С видом на Париж, или Попытка детектива (Соротокина) - страница 67

У брейгелевских «Слепцов» я поняла, что репродукции картин — это самостоятельный вид искусства, который тоже имеет право на существование. Гольбейн был представлен портретом ученого, он похож на моего покойного мужа. Хотела даже всплакнуть, но раздумала. Ну и, конечно, «Эразм Роттердамский» Гольбейна. В двадцатом веке при высокой технологии всего, чего только можно, а также при поголовной компьютеризации на лицах людей не встретишь того эразмовского выражения, суть которого достоинство, покой и воля. Такое выражение, если говорить в терминах искусствоведов, утрачено.

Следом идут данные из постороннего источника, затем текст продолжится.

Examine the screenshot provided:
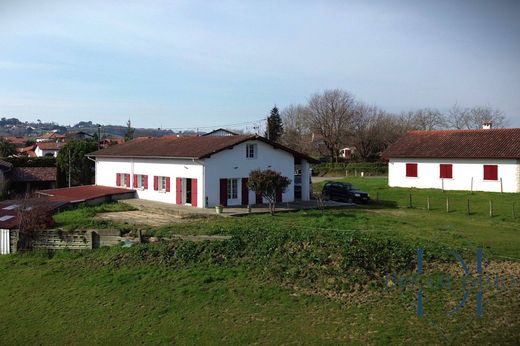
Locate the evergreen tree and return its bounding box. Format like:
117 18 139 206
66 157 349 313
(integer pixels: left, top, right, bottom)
265 106 283 142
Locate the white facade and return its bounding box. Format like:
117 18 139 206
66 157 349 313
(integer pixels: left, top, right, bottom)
96 140 310 208
388 158 520 192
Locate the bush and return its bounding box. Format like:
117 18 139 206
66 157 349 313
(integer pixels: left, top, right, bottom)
312 162 388 176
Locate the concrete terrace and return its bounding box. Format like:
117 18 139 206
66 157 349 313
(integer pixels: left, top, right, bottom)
121 198 355 217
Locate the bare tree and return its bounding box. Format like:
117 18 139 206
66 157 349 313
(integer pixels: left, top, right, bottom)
307 89 356 162
350 104 408 160
447 105 507 129
281 105 312 153
401 108 447 131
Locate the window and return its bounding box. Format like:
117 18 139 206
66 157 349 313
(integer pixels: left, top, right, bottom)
228 179 238 199
246 144 256 159
484 165 498 180
157 177 167 191
134 174 148 189
440 163 453 179
117 173 130 187
406 163 417 177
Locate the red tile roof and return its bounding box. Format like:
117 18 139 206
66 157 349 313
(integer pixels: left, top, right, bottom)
382 128 520 159
89 135 316 162
36 185 135 202
9 167 57 182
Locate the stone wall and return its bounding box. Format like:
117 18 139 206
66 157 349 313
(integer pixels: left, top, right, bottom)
16 229 122 253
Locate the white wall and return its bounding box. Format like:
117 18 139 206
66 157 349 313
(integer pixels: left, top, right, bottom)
204 140 294 207
96 141 304 208
388 158 520 192
96 157 204 208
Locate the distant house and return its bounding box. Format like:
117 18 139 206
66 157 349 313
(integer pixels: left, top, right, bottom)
34 142 64 157
89 135 315 208
383 128 520 192
65 131 94 141
4 136 28 148
0 160 57 196
36 132 65 143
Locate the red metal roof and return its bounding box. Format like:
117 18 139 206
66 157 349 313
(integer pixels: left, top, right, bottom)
382 128 520 159
36 185 134 202
89 135 316 162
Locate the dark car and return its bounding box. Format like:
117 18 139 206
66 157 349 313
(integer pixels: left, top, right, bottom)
322 182 369 204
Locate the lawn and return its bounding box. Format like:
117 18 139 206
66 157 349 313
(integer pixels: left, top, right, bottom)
0 178 520 345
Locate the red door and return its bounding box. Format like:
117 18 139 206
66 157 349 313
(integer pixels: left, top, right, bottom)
175 178 182 204
255 193 263 204
220 179 227 207
191 179 197 207
242 178 249 205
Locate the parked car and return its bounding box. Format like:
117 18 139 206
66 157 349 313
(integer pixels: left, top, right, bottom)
322 181 370 204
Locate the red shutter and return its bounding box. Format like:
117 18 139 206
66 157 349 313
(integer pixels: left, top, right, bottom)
484 165 498 180
439 163 453 179
242 178 249 205
220 179 227 207
406 163 417 177
175 178 182 204
255 192 263 204
191 179 197 207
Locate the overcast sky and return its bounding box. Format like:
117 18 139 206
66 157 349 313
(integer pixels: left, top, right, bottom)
0 0 520 128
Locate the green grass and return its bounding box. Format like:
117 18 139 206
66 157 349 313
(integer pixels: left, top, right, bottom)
5 178 520 344
0 248 520 345
54 203 136 230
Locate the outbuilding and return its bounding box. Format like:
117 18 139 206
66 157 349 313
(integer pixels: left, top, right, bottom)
382 128 520 192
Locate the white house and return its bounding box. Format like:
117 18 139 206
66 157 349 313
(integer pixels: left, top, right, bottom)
88 135 315 208
383 128 520 192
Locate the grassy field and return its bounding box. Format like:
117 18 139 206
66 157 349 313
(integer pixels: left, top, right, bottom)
0 178 520 345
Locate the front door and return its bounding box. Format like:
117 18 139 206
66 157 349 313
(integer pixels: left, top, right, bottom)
227 178 240 205
186 178 191 204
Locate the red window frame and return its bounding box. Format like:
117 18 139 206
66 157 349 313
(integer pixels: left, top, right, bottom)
406 163 417 178
484 165 498 180
439 163 453 179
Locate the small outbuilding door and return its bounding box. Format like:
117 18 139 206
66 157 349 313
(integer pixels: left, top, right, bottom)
0 229 11 255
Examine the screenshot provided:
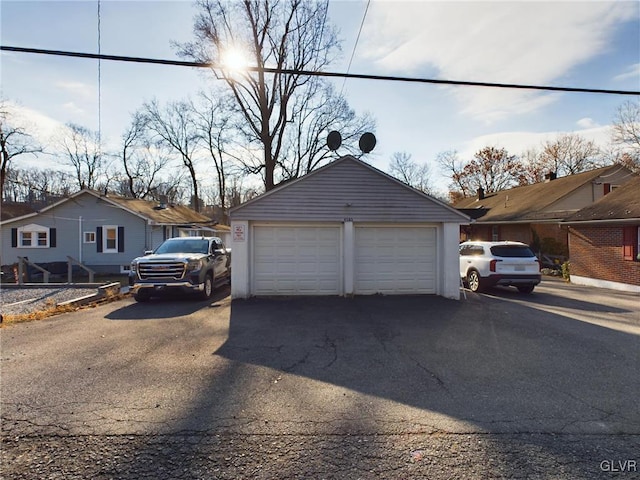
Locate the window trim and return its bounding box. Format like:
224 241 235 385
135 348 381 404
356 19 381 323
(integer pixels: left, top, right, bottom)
622 225 640 261
102 225 118 253
17 224 51 248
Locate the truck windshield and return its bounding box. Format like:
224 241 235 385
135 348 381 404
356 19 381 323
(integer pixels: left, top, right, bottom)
155 239 209 253
491 245 535 258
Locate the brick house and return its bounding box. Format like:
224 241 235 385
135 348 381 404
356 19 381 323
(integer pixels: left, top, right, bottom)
565 177 640 293
455 165 634 256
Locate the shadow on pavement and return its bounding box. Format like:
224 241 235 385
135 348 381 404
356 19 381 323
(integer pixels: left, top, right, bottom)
105 285 231 320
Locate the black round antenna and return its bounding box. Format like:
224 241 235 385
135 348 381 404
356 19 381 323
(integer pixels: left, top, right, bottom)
327 130 342 152
359 132 376 153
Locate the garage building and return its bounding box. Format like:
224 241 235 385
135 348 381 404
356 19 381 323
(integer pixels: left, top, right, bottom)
230 156 469 299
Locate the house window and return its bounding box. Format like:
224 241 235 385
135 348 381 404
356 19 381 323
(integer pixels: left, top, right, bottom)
102 225 118 253
622 226 640 260
12 224 55 248
95 225 124 253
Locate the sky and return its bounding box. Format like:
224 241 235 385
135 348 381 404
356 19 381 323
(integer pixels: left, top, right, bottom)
0 0 640 197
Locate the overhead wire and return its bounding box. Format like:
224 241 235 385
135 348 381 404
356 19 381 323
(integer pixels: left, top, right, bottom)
0 45 640 96
98 0 102 155
340 0 371 95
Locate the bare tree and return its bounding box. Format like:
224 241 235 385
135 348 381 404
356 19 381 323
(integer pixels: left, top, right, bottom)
278 77 375 181
142 100 200 212
540 133 603 176
59 123 106 189
436 150 475 197
193 92 239 214
5 166 76 205
0 100 42 201
180 0 339 190
117 112 170 198
438 147 522 198
517 148 549 185
389 152 433 193
611 100 640 172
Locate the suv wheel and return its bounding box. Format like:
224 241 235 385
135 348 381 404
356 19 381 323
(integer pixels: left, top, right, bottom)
467 270 481 292
200 274 213 300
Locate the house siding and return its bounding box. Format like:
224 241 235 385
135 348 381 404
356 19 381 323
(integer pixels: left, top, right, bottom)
569 225 640 286
0 194 146 272
231 158 465 223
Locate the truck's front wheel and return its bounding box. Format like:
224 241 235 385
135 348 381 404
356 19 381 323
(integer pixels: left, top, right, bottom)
200 273 213 300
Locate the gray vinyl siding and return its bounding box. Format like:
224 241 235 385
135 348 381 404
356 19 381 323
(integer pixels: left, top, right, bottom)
0 194 147 272
231 157 466 223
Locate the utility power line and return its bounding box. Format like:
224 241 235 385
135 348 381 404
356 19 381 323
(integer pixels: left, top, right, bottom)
0 45 640 96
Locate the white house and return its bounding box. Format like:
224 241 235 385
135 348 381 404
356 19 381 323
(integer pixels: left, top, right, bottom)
0 189 222 273
230 156 469 299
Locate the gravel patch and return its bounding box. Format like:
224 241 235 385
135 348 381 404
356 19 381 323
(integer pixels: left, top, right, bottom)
0 287 98 315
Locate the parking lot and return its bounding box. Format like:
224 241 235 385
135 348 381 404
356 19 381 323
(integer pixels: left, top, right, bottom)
0 280 640 479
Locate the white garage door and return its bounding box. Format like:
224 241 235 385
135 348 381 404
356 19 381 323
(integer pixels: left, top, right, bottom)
252 226 342 295
355 226 436 295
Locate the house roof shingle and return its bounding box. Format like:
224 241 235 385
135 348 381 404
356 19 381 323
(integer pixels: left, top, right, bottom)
455 165 624 223
566 177 640 222
102 196 213 225
1 189 216 225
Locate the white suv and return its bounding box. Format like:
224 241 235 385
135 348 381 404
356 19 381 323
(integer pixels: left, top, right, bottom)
460 242 541 293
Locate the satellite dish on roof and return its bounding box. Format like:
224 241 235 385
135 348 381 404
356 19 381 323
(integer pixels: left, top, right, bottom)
359 132 376 153
327 130 342 151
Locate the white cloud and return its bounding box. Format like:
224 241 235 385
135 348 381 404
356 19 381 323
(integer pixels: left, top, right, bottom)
358 1 637 122
458 125 611 160
8 103 63 140
62 102 85 115
56 82 96 100
613 63 640 82
576 117 598 129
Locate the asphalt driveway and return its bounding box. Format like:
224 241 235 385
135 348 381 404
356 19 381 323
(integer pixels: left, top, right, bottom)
0 281 640 478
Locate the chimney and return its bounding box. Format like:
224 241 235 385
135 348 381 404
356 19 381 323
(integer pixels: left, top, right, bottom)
158 195 169 210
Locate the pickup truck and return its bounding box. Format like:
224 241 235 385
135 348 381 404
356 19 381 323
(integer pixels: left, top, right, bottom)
129 237 231 302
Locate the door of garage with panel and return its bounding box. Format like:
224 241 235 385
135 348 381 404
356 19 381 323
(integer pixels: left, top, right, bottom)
354 225 437 295
252 225 342 295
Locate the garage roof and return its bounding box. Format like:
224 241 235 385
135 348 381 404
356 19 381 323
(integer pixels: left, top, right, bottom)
230 155 470 224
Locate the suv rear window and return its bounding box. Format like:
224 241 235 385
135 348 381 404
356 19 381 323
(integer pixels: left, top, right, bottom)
491 245 535 258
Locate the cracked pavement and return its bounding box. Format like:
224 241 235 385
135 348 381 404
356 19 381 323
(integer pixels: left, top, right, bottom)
0 281 640 479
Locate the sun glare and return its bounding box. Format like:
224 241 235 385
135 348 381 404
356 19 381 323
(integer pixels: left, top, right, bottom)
221 48 249 72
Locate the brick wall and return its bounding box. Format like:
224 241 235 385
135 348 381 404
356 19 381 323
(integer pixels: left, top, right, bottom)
569 225 640 285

Мы ходили по Лувру три часа, а время между тем шло к закрытию. Как это ни прискорбно, я так и не добралась до Венеры Милосской. Хотелось еще увидеть камень вавилонского царя Хаммурапи. Мы интеллигентные женщины, мы считали, что камень, которому четыре тысячи лет и на котором высечен свод законов, имеет особое силовое поле, и нам не мешало бы от него подзарядиться. К камню нас не пустили, силовое поле было на ремонте.

В саду Тюильри мы нашли маленькое кафе под платанами рядом с крохотным, словно с картины Бенуа, прудом. Вода в прудике была ярко-зеленой, она плавно колыхалась под ветром, в ней дробились отражения зонтичных и еще каких-то болотных растений. Кофе стоил пятнадцать франков и был очень вкусным. Мы всегда радуемся, когда экономим на кофе. Каждый русский, кроме «новых», разумеется, становится за границей очень экономным, ведь на сбереженные гроши можно купить подарки.

Покурили, посидели, пошли в сторону Елисейских полей. Ну какие здесь появляются ассоциации? Самый богатый и блистательный мир страны, да что страны — шара! Здесь пасутся особи, которые являются законодателями мод во всем: в парфюме, в тряпках, машинах, дизайне, черте в ступе… Где-то здесь вьет свои золоченые гнезда высокая мода, а потом двести человек — это со всего-то мира — позволяют себе облачиться в драгоценную одежду. Может, не двести, может, чуть больше, но половина из этих счастливцев скоро будет русскими. Наверное, этим одеждам для этих дам увеличат размер, и маленькое платье от Диора будет похоже на чехол для машины.

Эти новоиспеченные дамы одеваются за мой счет. Не в прямом смысле слова, но хоть копейка в их платьях и драгоценностях — моя. Ну и пусть. Мне не жалко. Человека можно обидеть только тогда, когда он хочет обидеться. Я могу обидеться за нацию в целом, но за себя лично — увольте! Своя рубашка ближе к телу, свои нервы — дороже.

День был насыщен, ярок, дальнейшее сулило только хорошее. Мы и думать забыли о страшной ночи в чужом особняке с башней. Из нашего сознания уже исчезло слово — труп. Труп — если убит, а если умер — просто покойник. А мало ли покойников в Париже? Ну, вляпались мы в некую авантюру, как в лужу нечаянно наступили в погожий день. Наступили и забыли. Просохли.